Breakthrough fix identified for earthquake-prone buildings

“The results have even been better than we anticipated,” says PhD candidate Victor Li.

Dr Enrique del Rey Castillo and PhD candidate Victor Li measuring the size of cracks in concrete walls after they have been subjected to earthquake testing.

A cost-effective solution to strengthen Aotearoa New Zealand's riskiest buildings has been identified by researchers at Waipapa Taumata Rau, University of Auckland.

PhD candidate Victor Li, Dr Enrique del Rey Castillo and Dr Rick Henry from the Faculty of Engineering found that wrapping weak spots in concrete walls with carbon-fibre strips can strengthen high-rise buildings to resist earthquakes well beyond the demands of the building code.

The research was funded by Toka Tū Ake EQC to help find the most efficient and cost-effective ways to strengthen thin concrete walls.

The findings are likely to draw significant interest in the engineering sector as over 100 multi-storey buildings in Wellington’s CBD alone are well below modern code.

Li says that thin concrete walls can deform out of plane due to their inherent instability, and just one percent of lateral displacement can cause catastrophic collapse.

“Technically it’s called ‘axial failure’. It can still happen in a newer building, as we saw in Christchurch’s Grand Chancellor Hotel, but the pre-1982 design methods mean the risk is higher in those older buildings,” says Li.

“Up until now there has been no guidance on how these walls could be strengthened, but our research has shown that with the carbon fibre solution, the wall cannot buckle in the out of plane direction.”

The engineers wrapped at-risk walls in carbon fibre and tested 56 different combinations of concrete, steel and carbon fibre to see when and how they would break.
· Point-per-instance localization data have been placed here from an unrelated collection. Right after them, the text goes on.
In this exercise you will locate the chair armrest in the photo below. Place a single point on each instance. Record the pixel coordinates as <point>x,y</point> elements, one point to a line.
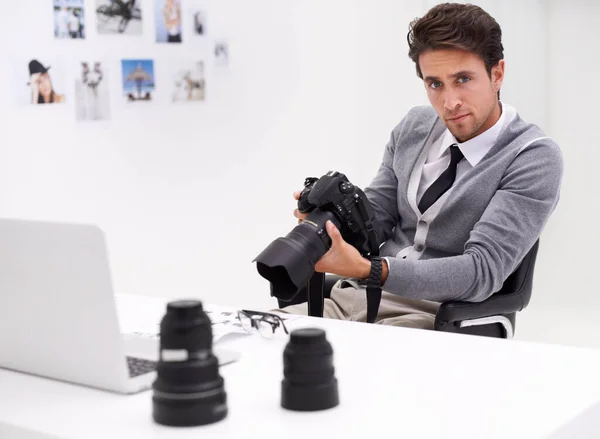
<point>497,304</point>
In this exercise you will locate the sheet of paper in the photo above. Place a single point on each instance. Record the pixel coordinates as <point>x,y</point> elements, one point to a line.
<point>140,316</point>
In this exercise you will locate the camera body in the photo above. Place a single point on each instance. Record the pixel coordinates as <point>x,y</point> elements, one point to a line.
<point>334,193</point>
<point>288,262</point>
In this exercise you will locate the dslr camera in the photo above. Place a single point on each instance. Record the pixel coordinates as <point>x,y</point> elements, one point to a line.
<point>288,262</point>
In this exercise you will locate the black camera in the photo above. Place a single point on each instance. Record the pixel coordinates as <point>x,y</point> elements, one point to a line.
<point>288,263</point>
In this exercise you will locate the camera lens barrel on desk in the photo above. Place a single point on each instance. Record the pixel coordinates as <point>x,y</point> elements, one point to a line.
<point>189,390</point>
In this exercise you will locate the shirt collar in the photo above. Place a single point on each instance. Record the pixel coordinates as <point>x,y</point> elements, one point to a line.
<point>476,148</point>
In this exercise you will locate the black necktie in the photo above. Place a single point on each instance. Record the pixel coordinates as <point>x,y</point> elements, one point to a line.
<point>443,182</point>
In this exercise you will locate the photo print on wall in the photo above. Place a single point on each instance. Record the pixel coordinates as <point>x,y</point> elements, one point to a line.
<point>167,14</point>
<point>221,53</point>
<point>69,19</point>
<point>189,83</point>
<point>119,17</point>
<point>138,79</point>
<point>92,91</point>
<point>198,22</point>
<point>40,81</point>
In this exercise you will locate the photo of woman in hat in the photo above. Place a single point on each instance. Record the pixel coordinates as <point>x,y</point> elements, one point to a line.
<point>42,91</point>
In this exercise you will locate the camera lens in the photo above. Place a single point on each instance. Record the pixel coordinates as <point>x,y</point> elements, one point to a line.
<point>288,263</point>
<point>309,382</point>
<point>188,389</point>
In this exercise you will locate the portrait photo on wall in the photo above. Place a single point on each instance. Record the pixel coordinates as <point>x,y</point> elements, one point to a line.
<point>167,14</point>
<point>119,17</point>
<point>221,53</point>
<point>69,19</point>
<point>138,79</point>
<point>39,81</point>
<point>92,91</point>
<point>189,83</point>
<point>198,22</point>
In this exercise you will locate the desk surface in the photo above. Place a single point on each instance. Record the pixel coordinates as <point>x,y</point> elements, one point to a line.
<point>419,384</point>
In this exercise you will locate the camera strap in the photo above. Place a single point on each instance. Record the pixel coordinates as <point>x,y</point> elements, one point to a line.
<point>315,294</point>
<point>373,301</point>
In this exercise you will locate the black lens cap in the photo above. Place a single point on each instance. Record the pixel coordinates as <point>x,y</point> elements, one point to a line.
<point>309,382</point>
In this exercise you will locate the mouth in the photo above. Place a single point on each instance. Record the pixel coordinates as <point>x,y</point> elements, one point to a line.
<point>457,118</point>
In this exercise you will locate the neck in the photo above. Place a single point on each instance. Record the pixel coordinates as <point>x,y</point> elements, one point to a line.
<point>493,118</point>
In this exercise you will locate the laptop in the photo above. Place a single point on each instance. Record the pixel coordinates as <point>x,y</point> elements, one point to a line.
<point>58,312</point>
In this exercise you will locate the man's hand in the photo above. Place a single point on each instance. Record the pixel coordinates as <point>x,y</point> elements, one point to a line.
<point>342,258</point>
<point>297,213</point>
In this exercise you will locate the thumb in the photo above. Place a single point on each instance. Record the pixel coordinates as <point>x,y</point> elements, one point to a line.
<point>333,232</point>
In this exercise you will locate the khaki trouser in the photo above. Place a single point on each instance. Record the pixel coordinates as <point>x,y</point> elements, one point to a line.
<point>348,301</point>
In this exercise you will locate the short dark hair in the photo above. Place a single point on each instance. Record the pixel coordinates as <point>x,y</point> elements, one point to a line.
<point>456,26</point>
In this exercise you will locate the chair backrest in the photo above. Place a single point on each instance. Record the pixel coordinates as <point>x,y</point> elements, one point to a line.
<point>520,282</point>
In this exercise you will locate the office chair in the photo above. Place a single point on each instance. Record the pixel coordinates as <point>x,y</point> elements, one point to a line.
<point>493,317</point>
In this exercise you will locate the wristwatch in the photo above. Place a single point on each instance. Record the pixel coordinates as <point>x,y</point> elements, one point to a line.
<point>374,279</point>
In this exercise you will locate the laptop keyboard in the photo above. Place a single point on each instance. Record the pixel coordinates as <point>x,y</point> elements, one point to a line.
<point>139,366</point>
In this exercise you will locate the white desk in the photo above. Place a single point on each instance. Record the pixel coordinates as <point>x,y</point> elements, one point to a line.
<point>422,384</point>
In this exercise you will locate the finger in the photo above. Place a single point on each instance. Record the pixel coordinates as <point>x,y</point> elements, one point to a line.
<point>333,232</point>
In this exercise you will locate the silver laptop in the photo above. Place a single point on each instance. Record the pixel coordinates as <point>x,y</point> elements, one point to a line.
<point>58,316</point>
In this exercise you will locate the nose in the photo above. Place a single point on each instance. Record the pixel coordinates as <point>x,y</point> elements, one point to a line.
<point>452,100</point>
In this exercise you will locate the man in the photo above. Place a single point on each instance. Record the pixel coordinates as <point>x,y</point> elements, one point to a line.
<point>464,189</point>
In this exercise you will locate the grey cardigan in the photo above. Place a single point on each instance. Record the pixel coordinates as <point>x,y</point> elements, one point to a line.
<point>468,242</point>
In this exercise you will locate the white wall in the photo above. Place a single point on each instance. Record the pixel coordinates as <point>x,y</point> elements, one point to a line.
<point>571,255</point>
<point>188,195</point>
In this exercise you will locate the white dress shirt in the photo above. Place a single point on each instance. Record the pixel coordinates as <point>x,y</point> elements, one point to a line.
<point>473,149</point>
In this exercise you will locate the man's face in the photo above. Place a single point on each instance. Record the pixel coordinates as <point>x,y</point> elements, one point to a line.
<point>461,91</point>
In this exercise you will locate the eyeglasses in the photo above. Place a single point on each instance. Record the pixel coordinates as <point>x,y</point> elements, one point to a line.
<point>265,323</point>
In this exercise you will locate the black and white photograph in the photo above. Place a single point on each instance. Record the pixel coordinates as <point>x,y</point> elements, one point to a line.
<point>92,92</point>
<point>221,53</point>
<point>69,19</point>
<point>39,80</point>
<point>189,83</point>
<point>198,18</point>
<point>119,17</point>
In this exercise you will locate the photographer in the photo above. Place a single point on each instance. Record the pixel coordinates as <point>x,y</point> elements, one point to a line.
<point>464,189</point>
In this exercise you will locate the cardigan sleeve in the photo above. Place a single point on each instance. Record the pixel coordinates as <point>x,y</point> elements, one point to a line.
<point>510,225</point>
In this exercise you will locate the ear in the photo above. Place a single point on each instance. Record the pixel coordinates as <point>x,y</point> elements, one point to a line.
<point>497,75</point>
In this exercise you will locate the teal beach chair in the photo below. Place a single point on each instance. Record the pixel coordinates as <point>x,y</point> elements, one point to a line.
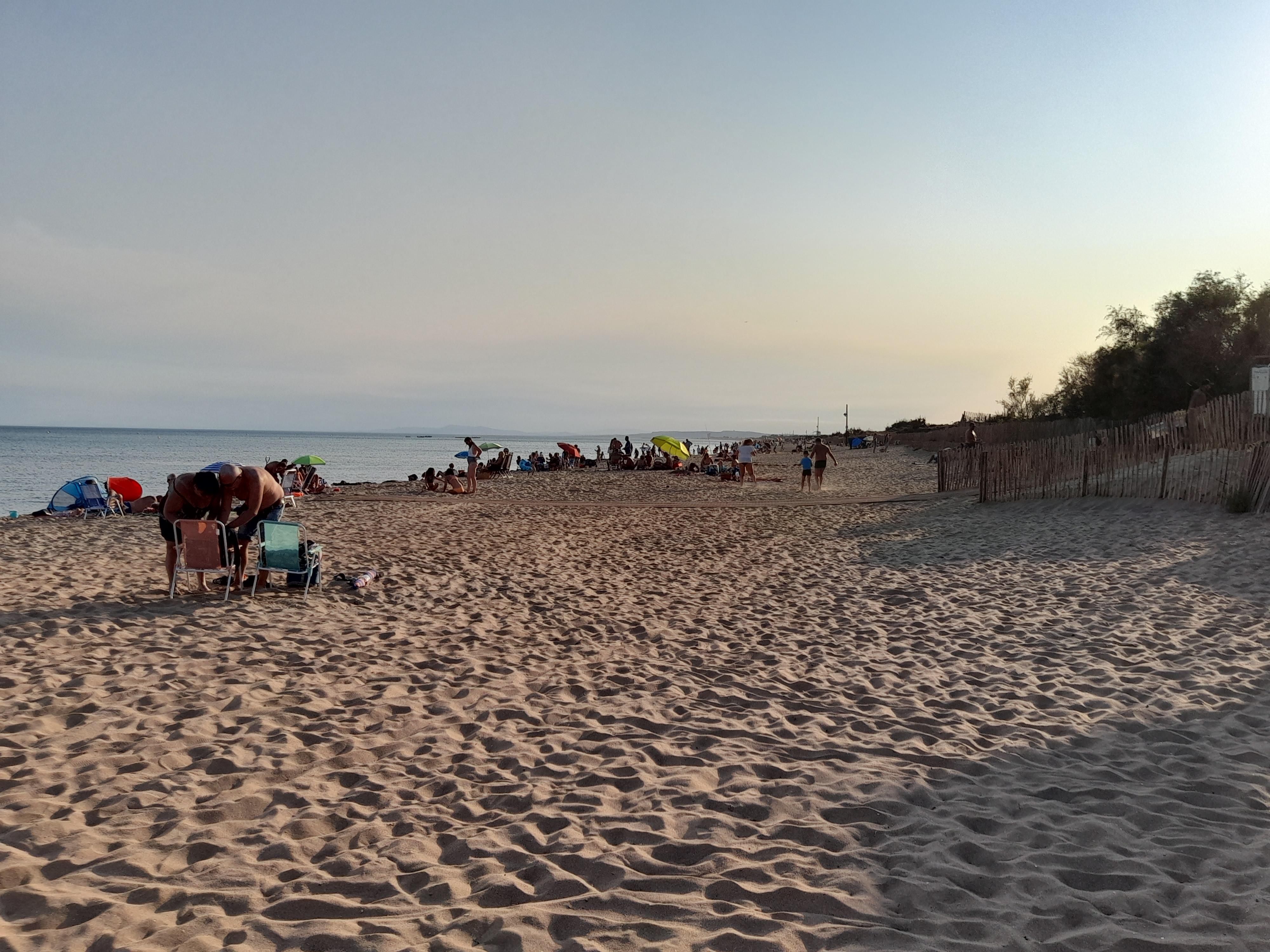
<point>285,549</point>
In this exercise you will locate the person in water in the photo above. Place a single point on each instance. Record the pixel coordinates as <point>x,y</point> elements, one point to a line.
<point>262,497</point>
<point>192,496</point>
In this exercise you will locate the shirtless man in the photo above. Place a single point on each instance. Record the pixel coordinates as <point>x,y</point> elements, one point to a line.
<point>262,494</point>
<point>192,496</point>
<point>820,451</point>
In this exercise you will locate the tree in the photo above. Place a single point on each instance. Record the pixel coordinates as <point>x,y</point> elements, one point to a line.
<point>1022,403</point>
<point>1207,334</point>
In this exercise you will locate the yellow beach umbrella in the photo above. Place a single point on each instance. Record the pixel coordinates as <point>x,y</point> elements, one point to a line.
<point>672,446</point>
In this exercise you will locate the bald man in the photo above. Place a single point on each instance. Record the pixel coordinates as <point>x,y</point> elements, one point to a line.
<point>262,496</point>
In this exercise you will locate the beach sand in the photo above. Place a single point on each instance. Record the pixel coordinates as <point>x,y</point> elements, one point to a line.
<point>632,711</point>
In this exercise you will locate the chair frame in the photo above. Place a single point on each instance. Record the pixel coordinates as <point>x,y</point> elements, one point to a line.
<point>102,505</point>
<point>231,545</point>
<point>313,555</point>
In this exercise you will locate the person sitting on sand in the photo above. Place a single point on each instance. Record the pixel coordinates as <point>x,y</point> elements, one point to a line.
<point>262,498</point>
<point>192,496</point>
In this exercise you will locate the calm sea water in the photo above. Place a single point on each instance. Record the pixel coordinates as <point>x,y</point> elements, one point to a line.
<point>35,461</point>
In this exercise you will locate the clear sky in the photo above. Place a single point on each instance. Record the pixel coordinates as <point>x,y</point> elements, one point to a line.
<point>610,216</point>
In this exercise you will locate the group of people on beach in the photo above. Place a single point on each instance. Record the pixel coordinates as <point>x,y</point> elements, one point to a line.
<point>210,494</point>
<point>728,461</point>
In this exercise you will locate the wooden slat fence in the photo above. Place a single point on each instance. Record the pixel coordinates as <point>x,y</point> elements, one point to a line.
<point>1206,456</point>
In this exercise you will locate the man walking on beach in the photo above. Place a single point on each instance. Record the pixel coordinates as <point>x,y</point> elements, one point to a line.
<point>262,496</point>
<point>820,451</point>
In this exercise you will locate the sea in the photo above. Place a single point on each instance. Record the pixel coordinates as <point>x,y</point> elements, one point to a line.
<point>36,461</point>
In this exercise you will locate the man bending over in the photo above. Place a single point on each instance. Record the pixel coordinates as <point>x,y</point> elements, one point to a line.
<point>262,496</point>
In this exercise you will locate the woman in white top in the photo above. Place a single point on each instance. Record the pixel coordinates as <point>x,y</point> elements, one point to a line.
<point>746,460</point>
<point>473,458</point>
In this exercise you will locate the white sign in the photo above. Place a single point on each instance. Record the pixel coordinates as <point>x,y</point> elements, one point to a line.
<point>1262,390</point>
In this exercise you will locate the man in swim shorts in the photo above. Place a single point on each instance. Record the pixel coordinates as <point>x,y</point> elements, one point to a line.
<point>820,451</point>
<point>192,496</point>
<point>262,496</point>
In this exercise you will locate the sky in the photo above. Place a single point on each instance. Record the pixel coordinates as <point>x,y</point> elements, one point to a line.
<point>591,218</point>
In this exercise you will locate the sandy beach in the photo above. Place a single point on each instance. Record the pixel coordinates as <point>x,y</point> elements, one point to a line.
<point>636,711</point>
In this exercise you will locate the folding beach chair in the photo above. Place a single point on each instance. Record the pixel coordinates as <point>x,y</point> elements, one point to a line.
<point>95,503</point>
<point>285,549</point>
<point>204,548</point>
<point>289,486</point>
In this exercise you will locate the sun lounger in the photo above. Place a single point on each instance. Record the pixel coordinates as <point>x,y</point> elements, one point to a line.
<point>285,549</point>
<point>204,548</point>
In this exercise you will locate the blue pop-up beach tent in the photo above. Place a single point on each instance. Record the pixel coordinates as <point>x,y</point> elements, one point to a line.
<point>72,494</point>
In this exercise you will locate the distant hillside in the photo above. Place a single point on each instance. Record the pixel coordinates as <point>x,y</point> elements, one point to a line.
<point>695,436</point>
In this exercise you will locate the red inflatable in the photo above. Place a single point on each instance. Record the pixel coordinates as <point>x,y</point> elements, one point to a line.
<point>129,491</point>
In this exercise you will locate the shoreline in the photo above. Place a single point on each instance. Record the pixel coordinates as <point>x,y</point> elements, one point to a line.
<point>612,719</point>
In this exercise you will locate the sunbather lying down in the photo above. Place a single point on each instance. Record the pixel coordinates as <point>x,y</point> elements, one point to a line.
<point>145,505</point>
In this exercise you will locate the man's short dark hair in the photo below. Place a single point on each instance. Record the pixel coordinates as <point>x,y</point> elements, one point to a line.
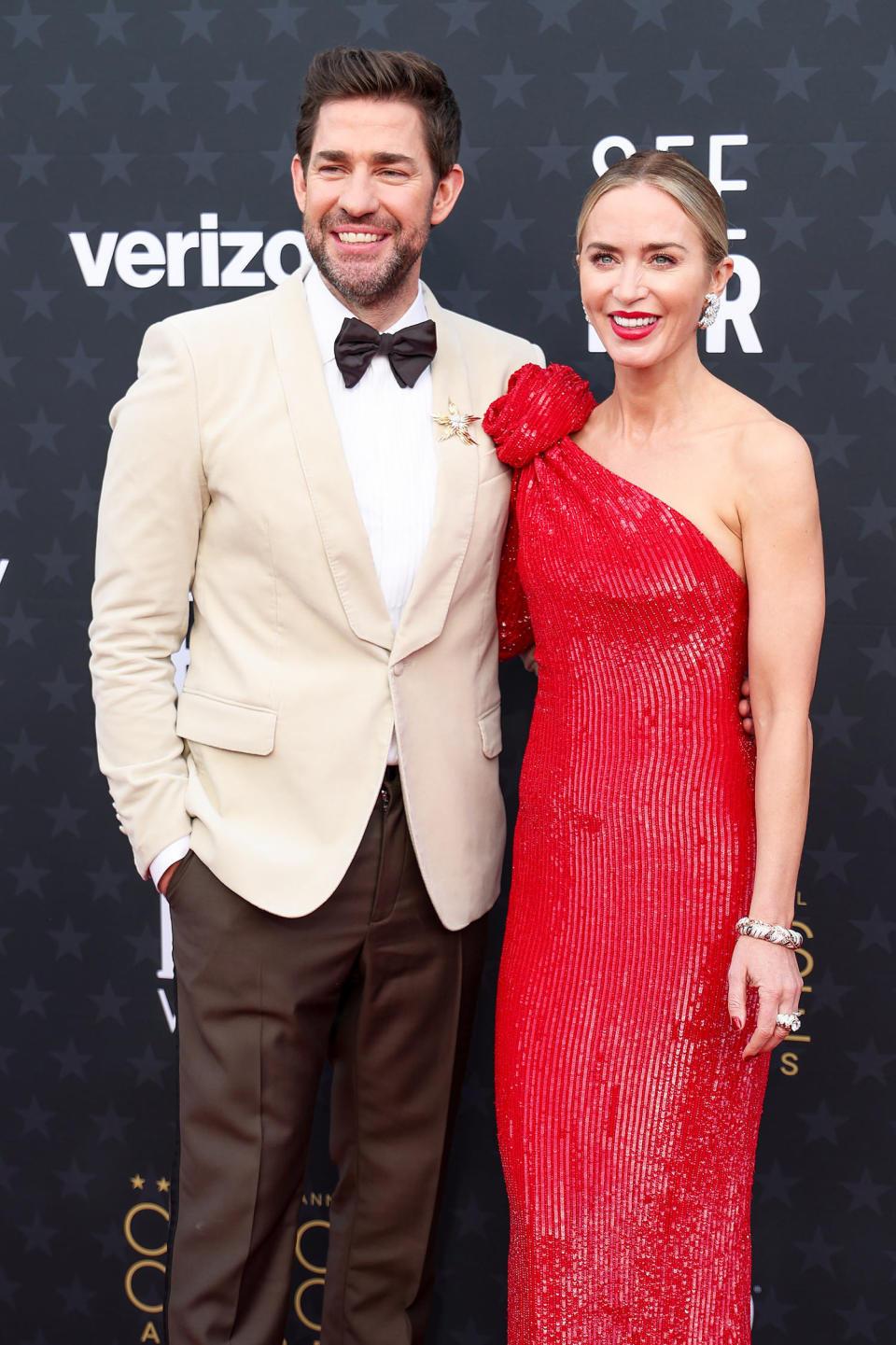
<point>359,73</point>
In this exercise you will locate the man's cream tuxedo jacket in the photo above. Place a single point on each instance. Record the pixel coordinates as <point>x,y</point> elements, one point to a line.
<point>226,478</point>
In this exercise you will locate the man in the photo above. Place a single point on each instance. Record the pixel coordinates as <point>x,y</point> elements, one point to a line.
<point>320,805</point>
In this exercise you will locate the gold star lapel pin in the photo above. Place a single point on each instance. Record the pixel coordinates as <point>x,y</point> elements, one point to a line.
<point>456,424</point>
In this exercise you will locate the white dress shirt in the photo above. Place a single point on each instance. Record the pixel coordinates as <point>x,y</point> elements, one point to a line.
<point>387,441</point>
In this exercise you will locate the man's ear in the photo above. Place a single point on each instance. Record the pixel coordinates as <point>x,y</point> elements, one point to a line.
<point>299,189</point>
<point>447,192</point>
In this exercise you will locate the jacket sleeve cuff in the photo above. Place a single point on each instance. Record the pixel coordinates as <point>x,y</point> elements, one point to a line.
<point>171,854</point>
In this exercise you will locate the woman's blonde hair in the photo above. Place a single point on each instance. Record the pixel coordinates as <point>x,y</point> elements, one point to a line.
<point>679,177</point>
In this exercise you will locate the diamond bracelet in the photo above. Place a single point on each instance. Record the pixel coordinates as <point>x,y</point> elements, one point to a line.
<point>771,933</point>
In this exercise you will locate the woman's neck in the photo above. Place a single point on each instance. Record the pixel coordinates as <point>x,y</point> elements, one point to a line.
<point>667,394</point>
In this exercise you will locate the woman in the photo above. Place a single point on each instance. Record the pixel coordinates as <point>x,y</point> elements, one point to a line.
<point>634,1021</point>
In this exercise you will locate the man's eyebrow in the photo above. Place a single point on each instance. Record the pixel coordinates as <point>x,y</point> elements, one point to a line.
<point>341,156</point>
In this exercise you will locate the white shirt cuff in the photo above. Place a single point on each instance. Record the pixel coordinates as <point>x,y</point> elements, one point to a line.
<point>167,857</point>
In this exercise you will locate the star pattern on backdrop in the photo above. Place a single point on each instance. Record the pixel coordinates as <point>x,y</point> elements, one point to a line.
<point>695,79</point>
<point>72,94</point>
<point>283,19</point>
<point>110,23</point>
<point>791,77</point>
<point>121,118</point>
<point>600,82</point>
<point>27,26</point>
<point>840,152</point>
<point>154,91</point>
<point>509,85</point>
<point>884,76</point>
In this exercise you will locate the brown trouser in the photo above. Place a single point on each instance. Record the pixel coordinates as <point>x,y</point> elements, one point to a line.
<point>371,979</point>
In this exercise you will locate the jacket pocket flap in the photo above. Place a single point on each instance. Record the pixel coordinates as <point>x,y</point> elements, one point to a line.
<point>490,729</point>
<point>226,723</point>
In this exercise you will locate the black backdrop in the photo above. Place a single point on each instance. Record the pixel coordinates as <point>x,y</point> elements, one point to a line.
<point>134,118</point>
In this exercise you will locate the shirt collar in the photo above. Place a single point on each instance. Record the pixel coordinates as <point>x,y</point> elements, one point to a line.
<point>327,313</point>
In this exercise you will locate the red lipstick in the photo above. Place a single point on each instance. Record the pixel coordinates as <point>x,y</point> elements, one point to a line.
<point>634,326</point>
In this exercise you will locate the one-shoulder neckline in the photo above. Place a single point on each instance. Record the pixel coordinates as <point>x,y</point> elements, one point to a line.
<point>657,499</point>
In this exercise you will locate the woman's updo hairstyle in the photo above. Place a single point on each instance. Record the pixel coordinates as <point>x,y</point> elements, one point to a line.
<point>679,177</point>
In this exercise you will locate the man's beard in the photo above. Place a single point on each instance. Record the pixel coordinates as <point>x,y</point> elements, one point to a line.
<point>359,283</point>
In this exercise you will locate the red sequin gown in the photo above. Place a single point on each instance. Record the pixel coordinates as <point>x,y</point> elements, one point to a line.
<point>627,1119</point>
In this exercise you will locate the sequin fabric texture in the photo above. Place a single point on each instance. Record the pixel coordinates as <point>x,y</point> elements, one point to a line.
<point>627,1119</point>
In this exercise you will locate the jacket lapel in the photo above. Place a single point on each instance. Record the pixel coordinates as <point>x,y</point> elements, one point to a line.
<point>427,607</point>
<point>323,463</point>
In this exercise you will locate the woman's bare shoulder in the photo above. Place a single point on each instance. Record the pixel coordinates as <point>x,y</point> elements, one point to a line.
<point>759,439</point>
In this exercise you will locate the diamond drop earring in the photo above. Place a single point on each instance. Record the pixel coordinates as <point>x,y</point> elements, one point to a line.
<point>709,313</point>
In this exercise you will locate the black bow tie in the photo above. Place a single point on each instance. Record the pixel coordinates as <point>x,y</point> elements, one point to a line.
<point>408,350</point>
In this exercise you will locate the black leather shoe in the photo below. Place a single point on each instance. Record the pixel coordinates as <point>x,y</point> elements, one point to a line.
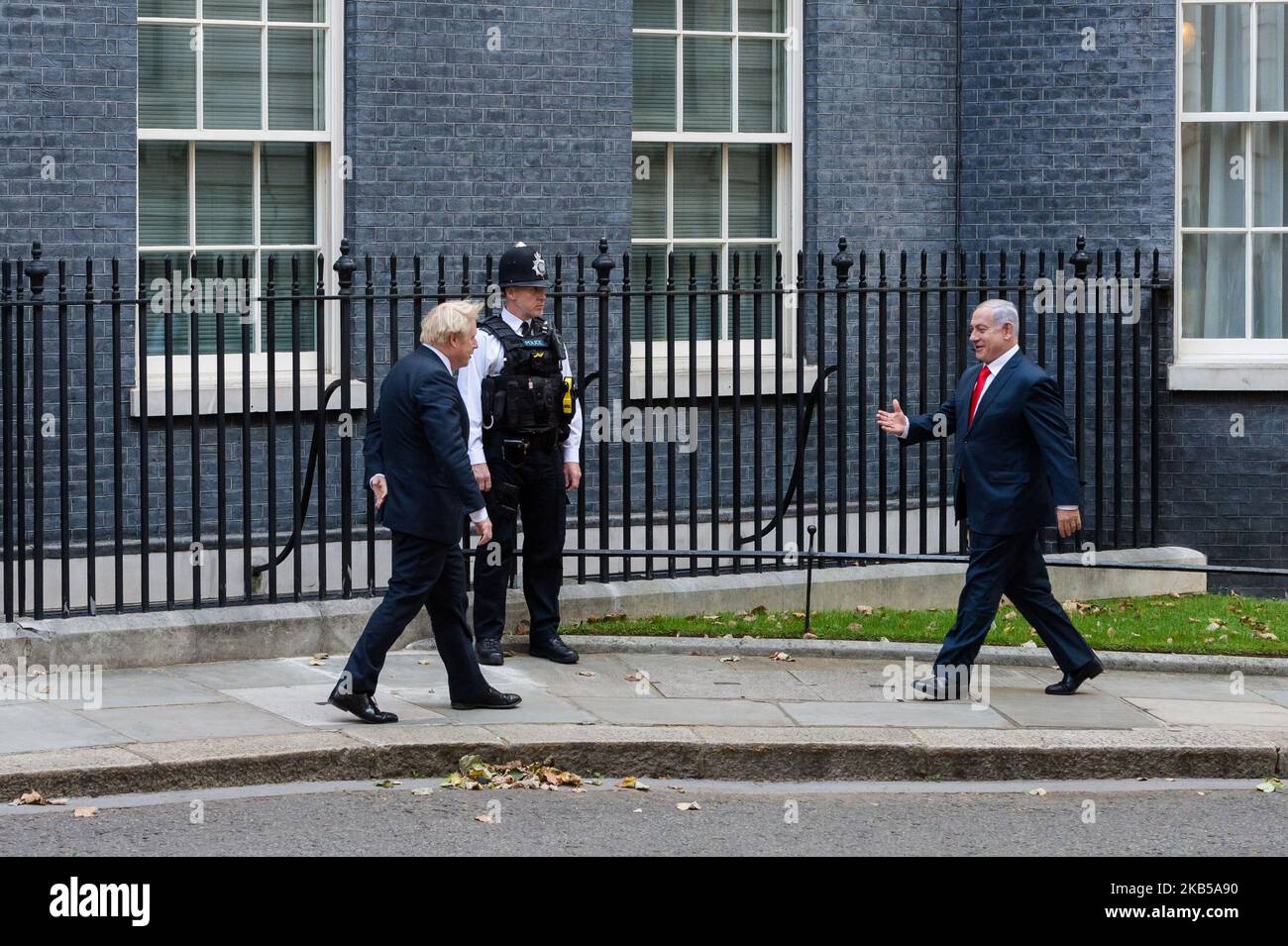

The team also tested the walls up to twice the building code for seismic resilience.

“This gave us the data we needed to model how to strengthen a particular wall, and the results have even been better than we anticipated,” says Li.

“Finding a solution that is cost-effective was another important aspect of the research,” says Dr del Rey Castillo. “Using carbon fibre to strengthen concrete walls is a much less invasive process than other means, which helps to keep costs down.”

Dr Natalie Balfour, Toka Tū Ake EQC Head of Research, says that many older commercial buildings are being converted to apartments, so it is vital to ensure that people live in homes that meet modern earthquake standards.

“Toka Tū Ake EQC decided to fund this research because it will deliver practical guidance on how at-risk walls in older buildings can be strengthened cost-effectively. It will also establish a consistent way of doing these fixes across New Zealand,” says Dr Balfour.

Practicing engineers will now have the scientific data to use the new technology with confidence to repair old walls, says Li. His team has had support from industry players like Concrete NZ, Mapei, Sika, Holmes and BBR Contech, who wanted to ensure that the testing would deliver real-world results.

“Thanks to the input from people working in the industry, we have delivered something that can be put to practical use right away,” says Li.